Manchmal vergisst man das leicht im Trubel des Alltags. Dann hilft es, innezuhalten und sich selbst zu fragen: Was macht mich eigentlich glücklich? Die Antwort liegt oft in den Menschen, die mir nahestehen, in den Gesprächen, die von Herzen kommen, im Lachen, das Tränen in die Augen treibt. Es ist auch die Freude am Schreiben, am Lesen eines guten Buches, an einem selbstgemachten Abendessen mit Kerzenschein.

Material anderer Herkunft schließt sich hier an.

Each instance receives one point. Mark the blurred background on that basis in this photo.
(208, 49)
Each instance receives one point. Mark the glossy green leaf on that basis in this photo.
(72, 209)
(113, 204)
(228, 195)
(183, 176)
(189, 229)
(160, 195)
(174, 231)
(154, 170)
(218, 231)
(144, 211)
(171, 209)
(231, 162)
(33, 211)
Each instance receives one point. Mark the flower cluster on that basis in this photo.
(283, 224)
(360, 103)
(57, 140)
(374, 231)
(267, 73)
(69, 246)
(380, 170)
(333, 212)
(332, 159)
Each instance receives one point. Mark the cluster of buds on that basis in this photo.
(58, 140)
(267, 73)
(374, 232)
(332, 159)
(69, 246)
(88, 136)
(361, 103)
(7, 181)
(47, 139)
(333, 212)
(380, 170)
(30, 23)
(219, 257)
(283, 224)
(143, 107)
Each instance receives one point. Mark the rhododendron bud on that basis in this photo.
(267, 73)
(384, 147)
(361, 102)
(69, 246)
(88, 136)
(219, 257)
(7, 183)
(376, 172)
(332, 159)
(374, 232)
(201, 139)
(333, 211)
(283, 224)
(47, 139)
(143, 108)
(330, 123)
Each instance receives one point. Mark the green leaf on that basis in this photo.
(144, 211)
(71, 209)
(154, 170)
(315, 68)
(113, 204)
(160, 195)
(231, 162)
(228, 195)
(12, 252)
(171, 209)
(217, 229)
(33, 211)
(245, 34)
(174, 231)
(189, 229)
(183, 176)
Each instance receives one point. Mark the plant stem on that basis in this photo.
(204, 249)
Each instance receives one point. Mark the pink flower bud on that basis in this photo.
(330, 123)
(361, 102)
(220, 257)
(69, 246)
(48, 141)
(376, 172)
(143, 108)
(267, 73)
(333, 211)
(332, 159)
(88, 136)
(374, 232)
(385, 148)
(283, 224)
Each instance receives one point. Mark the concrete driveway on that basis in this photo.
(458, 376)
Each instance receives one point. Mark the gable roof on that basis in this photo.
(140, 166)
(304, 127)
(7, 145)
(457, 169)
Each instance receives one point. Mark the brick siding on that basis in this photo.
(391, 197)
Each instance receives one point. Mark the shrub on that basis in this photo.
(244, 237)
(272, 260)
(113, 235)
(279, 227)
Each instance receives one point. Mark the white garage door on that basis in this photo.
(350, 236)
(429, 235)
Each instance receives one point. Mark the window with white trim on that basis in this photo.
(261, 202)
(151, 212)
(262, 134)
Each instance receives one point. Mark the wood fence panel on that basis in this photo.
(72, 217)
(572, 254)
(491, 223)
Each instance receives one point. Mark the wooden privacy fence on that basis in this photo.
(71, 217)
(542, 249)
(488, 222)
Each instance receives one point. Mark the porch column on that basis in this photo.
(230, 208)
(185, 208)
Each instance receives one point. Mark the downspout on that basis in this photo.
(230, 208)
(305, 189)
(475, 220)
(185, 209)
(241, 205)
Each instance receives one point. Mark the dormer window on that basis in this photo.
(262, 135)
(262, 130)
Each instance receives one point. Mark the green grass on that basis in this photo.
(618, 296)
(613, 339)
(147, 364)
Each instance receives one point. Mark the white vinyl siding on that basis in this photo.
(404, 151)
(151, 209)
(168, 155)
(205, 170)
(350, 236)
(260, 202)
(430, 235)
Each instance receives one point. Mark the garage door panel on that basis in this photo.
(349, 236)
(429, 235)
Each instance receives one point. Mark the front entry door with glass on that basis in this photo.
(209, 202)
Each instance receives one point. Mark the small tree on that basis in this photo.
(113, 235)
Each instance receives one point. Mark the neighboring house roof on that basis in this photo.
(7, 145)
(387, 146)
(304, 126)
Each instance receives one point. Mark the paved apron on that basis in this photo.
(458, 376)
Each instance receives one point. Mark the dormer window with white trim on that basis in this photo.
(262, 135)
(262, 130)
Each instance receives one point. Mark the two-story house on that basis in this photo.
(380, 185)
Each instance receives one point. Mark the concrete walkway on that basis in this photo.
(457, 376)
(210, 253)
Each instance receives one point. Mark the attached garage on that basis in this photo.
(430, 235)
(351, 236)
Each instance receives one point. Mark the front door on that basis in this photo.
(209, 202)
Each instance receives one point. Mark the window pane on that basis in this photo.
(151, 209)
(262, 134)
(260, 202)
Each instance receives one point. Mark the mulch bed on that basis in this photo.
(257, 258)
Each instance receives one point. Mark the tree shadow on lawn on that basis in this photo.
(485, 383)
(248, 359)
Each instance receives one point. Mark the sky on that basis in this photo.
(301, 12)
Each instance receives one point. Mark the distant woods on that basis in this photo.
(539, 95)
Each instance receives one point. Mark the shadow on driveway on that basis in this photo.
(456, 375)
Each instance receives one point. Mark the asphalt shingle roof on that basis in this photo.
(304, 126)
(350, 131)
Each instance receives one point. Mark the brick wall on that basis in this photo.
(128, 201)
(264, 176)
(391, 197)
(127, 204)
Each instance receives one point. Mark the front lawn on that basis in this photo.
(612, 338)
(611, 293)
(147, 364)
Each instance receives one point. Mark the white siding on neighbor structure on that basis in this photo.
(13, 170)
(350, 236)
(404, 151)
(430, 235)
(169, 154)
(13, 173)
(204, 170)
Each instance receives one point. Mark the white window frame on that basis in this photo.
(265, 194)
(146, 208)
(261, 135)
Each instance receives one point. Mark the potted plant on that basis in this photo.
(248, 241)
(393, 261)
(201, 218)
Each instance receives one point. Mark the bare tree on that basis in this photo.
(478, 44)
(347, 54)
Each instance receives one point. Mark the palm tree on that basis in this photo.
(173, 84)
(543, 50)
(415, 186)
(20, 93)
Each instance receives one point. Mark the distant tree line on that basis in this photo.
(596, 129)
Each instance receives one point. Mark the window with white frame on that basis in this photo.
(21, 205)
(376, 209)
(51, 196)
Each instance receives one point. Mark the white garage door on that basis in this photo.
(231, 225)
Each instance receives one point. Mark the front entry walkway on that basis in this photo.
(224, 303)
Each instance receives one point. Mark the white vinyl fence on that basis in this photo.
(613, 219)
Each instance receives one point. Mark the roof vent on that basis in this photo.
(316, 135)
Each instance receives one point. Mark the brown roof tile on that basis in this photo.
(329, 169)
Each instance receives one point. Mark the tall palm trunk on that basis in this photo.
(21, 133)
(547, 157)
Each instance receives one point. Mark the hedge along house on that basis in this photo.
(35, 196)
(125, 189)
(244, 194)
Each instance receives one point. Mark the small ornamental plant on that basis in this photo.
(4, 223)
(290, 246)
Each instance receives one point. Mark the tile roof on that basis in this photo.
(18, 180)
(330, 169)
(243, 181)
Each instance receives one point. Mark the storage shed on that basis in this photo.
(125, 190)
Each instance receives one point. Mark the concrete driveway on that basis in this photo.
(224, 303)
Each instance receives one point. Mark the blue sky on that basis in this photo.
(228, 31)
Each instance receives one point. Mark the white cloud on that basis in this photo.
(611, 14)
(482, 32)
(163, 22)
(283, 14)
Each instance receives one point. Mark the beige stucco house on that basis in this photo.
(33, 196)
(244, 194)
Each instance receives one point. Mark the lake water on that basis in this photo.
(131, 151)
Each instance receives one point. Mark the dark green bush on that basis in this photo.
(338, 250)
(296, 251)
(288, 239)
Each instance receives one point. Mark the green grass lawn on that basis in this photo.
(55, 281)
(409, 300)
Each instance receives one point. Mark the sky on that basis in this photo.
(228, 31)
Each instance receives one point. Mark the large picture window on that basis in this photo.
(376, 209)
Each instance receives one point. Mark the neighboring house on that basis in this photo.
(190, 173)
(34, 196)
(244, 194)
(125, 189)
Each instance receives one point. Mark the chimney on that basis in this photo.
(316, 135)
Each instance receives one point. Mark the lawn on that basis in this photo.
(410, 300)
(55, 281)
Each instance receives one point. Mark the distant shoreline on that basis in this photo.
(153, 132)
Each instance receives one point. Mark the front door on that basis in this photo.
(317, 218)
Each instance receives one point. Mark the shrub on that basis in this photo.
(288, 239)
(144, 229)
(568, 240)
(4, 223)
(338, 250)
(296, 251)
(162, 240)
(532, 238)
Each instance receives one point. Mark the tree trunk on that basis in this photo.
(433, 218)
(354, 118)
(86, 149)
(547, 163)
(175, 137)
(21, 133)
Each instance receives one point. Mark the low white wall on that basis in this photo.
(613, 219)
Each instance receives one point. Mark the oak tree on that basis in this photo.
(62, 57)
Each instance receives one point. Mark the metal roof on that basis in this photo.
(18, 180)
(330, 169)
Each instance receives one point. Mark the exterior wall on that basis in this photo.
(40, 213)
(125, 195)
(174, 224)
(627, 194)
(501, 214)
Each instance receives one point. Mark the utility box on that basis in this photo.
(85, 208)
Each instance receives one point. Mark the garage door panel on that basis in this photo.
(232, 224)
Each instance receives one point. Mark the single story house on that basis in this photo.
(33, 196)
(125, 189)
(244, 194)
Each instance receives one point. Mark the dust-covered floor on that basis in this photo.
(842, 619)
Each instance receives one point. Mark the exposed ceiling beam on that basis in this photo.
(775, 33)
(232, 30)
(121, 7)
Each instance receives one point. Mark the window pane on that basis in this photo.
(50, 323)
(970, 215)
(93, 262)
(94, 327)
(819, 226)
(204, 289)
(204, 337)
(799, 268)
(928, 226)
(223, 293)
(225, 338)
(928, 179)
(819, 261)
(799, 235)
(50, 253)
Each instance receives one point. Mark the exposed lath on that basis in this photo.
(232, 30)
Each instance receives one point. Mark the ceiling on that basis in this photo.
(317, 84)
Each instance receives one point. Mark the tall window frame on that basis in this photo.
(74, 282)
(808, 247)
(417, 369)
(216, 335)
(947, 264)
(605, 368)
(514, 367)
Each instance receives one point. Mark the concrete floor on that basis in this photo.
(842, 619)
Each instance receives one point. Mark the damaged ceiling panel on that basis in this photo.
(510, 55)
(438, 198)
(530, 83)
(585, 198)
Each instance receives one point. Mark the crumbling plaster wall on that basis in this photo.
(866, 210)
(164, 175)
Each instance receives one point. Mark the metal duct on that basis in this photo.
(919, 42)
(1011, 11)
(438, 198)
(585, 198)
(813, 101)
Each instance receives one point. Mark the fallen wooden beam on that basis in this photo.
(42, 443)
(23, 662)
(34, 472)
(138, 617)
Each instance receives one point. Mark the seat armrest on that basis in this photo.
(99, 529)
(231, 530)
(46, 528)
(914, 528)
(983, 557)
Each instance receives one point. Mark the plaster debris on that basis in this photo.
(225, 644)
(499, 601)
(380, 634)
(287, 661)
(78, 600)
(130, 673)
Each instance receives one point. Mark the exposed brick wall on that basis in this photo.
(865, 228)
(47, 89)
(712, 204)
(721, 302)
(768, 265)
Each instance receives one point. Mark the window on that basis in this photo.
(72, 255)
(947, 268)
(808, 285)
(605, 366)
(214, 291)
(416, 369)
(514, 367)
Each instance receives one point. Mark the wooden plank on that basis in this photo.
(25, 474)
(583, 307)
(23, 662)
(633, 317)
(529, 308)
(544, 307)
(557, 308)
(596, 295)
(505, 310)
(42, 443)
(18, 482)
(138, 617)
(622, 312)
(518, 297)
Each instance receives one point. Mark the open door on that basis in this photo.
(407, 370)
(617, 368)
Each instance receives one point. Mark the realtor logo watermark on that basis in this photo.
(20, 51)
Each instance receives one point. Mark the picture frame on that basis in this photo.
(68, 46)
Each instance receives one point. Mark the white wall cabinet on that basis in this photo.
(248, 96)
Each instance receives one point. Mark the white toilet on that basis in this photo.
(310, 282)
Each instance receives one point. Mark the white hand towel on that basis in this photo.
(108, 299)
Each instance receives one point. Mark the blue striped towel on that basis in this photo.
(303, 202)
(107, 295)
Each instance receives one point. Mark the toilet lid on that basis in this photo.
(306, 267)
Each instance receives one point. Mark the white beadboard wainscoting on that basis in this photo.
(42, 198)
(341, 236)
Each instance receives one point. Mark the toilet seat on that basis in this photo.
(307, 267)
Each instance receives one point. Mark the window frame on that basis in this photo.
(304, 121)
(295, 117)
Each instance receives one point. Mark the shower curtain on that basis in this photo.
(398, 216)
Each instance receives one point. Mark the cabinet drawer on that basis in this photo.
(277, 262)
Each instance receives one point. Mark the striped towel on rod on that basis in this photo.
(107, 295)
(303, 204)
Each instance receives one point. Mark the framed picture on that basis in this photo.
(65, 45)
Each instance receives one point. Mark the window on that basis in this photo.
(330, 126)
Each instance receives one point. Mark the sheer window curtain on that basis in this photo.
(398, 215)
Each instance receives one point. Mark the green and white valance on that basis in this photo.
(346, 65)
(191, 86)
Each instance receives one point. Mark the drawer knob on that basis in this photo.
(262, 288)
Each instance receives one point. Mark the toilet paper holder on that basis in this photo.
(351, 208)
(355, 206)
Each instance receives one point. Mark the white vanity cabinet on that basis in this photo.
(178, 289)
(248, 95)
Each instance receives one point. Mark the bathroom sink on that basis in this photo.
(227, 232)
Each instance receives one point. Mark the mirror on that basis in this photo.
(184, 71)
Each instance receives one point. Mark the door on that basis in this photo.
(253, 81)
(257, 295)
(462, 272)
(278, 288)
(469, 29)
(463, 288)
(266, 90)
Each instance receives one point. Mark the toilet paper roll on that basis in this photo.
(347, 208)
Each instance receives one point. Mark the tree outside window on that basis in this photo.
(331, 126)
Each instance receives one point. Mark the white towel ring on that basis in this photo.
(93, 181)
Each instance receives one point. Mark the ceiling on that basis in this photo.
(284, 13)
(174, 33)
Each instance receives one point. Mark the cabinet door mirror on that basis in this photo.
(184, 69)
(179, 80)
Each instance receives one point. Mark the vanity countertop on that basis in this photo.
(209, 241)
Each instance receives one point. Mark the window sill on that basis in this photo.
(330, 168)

Doch genauso wichtig ist die Gegenfrage: Was zieht mich nach unten? Gibt es Beziehungen, die mehr Energie kosten, als sie geben? Situationen, die mich leiser, trauriger machen? Es ist nicht immer einfach, aber manchmal bedeutet Selbstfürsorge auch, Abstand zu nehmen. Platz schaffen für das, was guttut.
Glück ist kein Zustand, den man erreicht – es ist eine Entscheidung, die man täglich neu trifft. Entscheiden, wem man Zeit schenkt. Was man sich erlaubt. Wofür man dankbar ist. Wenn ich mich auf das konzentriere, was wirklich zählt, wird das Leben leichter, heller, lebendiger. Und genau das ist es: das Gefühl, angekommen zu sein – bei sich selbst.